Review by Monique Thompson
Life changes for Malcolm, a geek who’s surviving life in a tough neighborhood, after a chance invitation to an underground party leads him and his friends into a Los Angeles adventure.
What other way to start the summer season off than with a dope movie – pun intended. Five years since his last film was released, writer Rick Famuyiwa (The Wood, Brown Sugar, Our Family Wedding) brings that good ‘ole 90’s hip-hop vibe to today’s social media obsessed culture in this new dramatic comedy, Dope.

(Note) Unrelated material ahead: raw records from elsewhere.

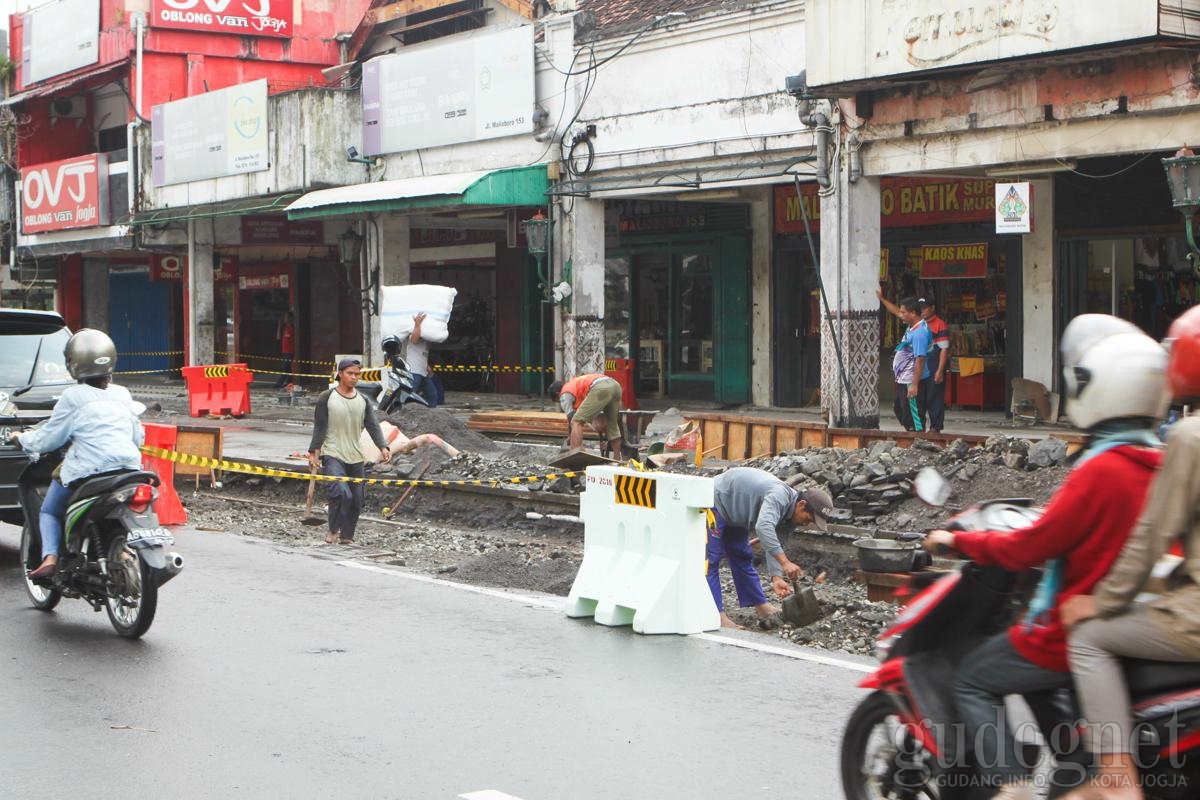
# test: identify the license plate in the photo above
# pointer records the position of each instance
(149, 536)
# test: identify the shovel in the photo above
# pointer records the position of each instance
(309, 517)
(802, 608)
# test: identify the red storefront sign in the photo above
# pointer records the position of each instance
(172, 268)
(241, 17)
(945, 262)
(65, 194)
(265, 229)
(263, 282)
(904, 203)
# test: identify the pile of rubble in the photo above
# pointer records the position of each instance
(871, 483)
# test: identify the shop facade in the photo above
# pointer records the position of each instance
(1075, 116)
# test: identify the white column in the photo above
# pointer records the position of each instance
(761, 292)
(1038, 342)
(199, 292)
(388, 259)
(581, 246)
(850, 271)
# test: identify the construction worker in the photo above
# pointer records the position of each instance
(593, 400)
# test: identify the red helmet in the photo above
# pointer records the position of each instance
(1183, 366)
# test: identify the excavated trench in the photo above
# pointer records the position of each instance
(527, 535)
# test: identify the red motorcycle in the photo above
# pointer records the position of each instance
(903, 741)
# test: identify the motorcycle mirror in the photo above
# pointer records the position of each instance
(930, 487)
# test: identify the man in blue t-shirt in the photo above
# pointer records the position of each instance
(911, 366)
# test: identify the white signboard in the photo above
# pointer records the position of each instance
(58, 38)
(213, 134)
(857, 40)
(450, 91)
(1014, 208)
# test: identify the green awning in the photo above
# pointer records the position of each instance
(501, 187)
(205, 210)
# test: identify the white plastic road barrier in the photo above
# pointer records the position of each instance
(643, 552)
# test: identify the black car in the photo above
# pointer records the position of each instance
(31, 344)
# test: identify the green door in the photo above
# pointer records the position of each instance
(732, 320)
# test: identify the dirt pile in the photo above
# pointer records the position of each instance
(414, 419)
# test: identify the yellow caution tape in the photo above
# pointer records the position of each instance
(485, 367)
(268, 471)
(246, 356)
(147, 372)
(636, 491)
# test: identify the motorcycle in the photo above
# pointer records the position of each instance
(114, 552)
(901, 741)
(397, 388)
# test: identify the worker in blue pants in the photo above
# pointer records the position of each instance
(748, 499)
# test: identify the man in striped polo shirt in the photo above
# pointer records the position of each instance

Self-professed geeks and 90’s hip-hop lovers Malcolm (Shameik Moore), Jib (Tony Revolori), and Diggy (Kiersey Clemons) all manage to keep pretty low-key lives and reputations in their rough neighborhood in Inglewood, each accepting the fact that they just aren’t a part of the in crowd. Then comes along Dom (A$AP Rocky), a local drug dealer that invites them to a party he’s hosting. Little does the trio know, attending the party is going to take them from geeks status to criminals in no time.
The chemistry amongst the racially diverse trio meshes together really well, as in most of Famuyiwa’s films where friendships are usually a huge part of the story. Other than being geeks, they all have something else in common since the female of the three, Diggy, is a lesbian that claims to be more experienced with women than Malcolm and Jibs.
Similar to one of Famuyiwa’s other characters in the 90’s film The Wood, although Malcolm is a nerd and not like the other guys in their gang ridden neighborhood, he still manages to catch the attention of the beautiful Nakia (Kravitz) who’s working on her G.E.D. A much different role than the one she just played in the post-apocalyptic action film Mad Max: Fury Road. In terms of rapper turned actor, it’s always tricky and is usually going to go really good or really bad. No surprise, A$AP Rocky plays a drug dealer but his acting is surprisingly good, resulting in a pretty good debut acting role.
Dope moves at a very steady pace (no pun intended there), and has just the right amount of comedy and mishaps that make for a pretty solid film, without being too serious or even having too many stupid-funny moments.